By Erika Mionis
In today’s fast-paced world, more and more people rely on technology. Fortunately (or unfortunately), relationships are also caught up in cyberspace. Cavanaugh Lee’s Save as Draft tackles loves latest hurdle – the Internet. Protagonist Izabell Chin is an actress-turned-lawyer struggling to find true love. She soon finds two love interests: Peter, from her law firm, and Marty, from eHarmony. As her relationships with each guy take their course, the reader is privy to an in-depth look at the e-mails and text messages that were never sent. Too honest to reveal, those messages were saved as a draft. As Izabell’s relationships slowly fall apart, the reader is able to understand that though e-mail, texting and online ventures are nearly inescapable during these modern times, it is important to remain honest and always say what needs to be said.
We had a chance to talk to Lee about her past technology-related experiences and her motivation for writing the novel. Here’s what the author had to say:
What inspired you to write Save as Draft?
I wrote SAVE AS DRAFT (“SAD”) in the aftermath of a breakup. Actually, it was a little bit more than just a “breakup” – it was an engagement to be married. Rough, I know. Anyway, while I was mourning the loss of my relationship, I went back and read through all of my old emails to and from my ex. I noticed that there were tons of emails in my Inbox, dating back two years, proving that we had conducted our entire relationship online (even though we actually lived together for a good portion of that time!). I also noticed there were a ton of unsent emails in my Draft folder. At that point, I polled my friends about their own Draft folders. Turns out, we all seem to have a hard time sending the “honest’ emails, and save them as draft instead (or delete them altogether). That was when I started writing the book…
Throughout the novel, you included a lot of input from Izabell’s friends. How important are friends when deciding on a love interest?
Very (even if we won’t admit it). By nature, we long for approval from our friends. If they don’t like someone we’re dating, we subconsciously start to wonder why… I mean, our close friends know us better than anyone (save for our parents) so if they disapprove, then they must have a valid reason for it. A best friend’s disapproval can be the end-game for a budding new relationship. Of course, friends often don’t tell us they don’t like our beau until it is O.V.E.R.
Do you feel that new technology (e-mail, Facebook, eHarmony, etc.) has harmed or helped people in their efforts to find love?
A little of both. All of the new technology has made it easier to communicate, but it has also made it easier for us to say absolutely nothing if we chose to. Explanation: we can spend all day “communicating on-line,” but our emails may lack substance and honesty upon closer examination. Email has given us the ability to edit and fabricate ourselves upon the stroke of a key. That is not going to benefit any attempts to find love. However, if we use email to express ourselves fully, then we’re on the right electronic track and it’ll be a lot easier to discover a genuine connection (as opposed to just a wireless one).

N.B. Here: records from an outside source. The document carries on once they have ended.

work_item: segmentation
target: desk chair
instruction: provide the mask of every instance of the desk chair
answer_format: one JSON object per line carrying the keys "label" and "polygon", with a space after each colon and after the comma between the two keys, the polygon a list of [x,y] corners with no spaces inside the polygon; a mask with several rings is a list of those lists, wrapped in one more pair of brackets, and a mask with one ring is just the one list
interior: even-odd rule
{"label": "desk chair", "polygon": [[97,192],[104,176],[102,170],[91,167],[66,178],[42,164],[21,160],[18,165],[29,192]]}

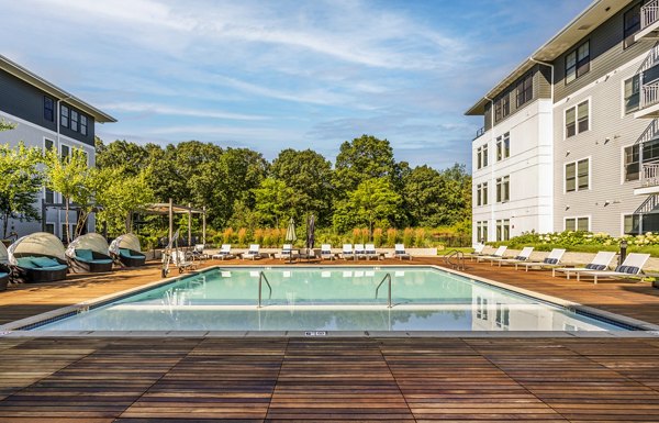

Why do you feel that saving messages as drafts is so common?
Because we are scared to send an honest email, especially when said email may deal with “feelings.” Think about it. How difficult is it to email: “I love you.” Or, “I’m scared.” Or, “I don’t want to date you anymore.” Or, “I think we should go slow.” Or… the hardest one of all, “Do you like me?” We’re scared of the response we may get. We immediately hit “pause, rewind, reevaluate,” and then “save as draft.” We think to ourselves, “It’s much easier to simply be witty and disingenuous” – we send that email instead.
What’s the most valuable advice you have learned from your past relationships?
When it comes to in-person and online, say what you mean, and mean what you say. Don’t edit. Just hit send instead.
How much of your own past experience went into the creation of the novel?
SAD is loosely based on real life events. I was engaged. Then I was unengaged. I started dating someone else almost immediately. That didn’t work out either. That is the basic plot line of the book. Interspersed in between everything, I had to imagine how the men felt, what they went through. That is obviously fiction as I don’t live inside their minds. What I experienced from my end, however, is the “loosely based on real life events” part.
What do you hope people take away from your novel?
I hope people can learn from my mistakes. I hope I’ve provided some tidbits on this thing called “love.” Most of all, though, I hope the readers enjoy the book and that I’ve provided a fun heartfelt read for a few moments out of their otherwise crazy, high-tech lives!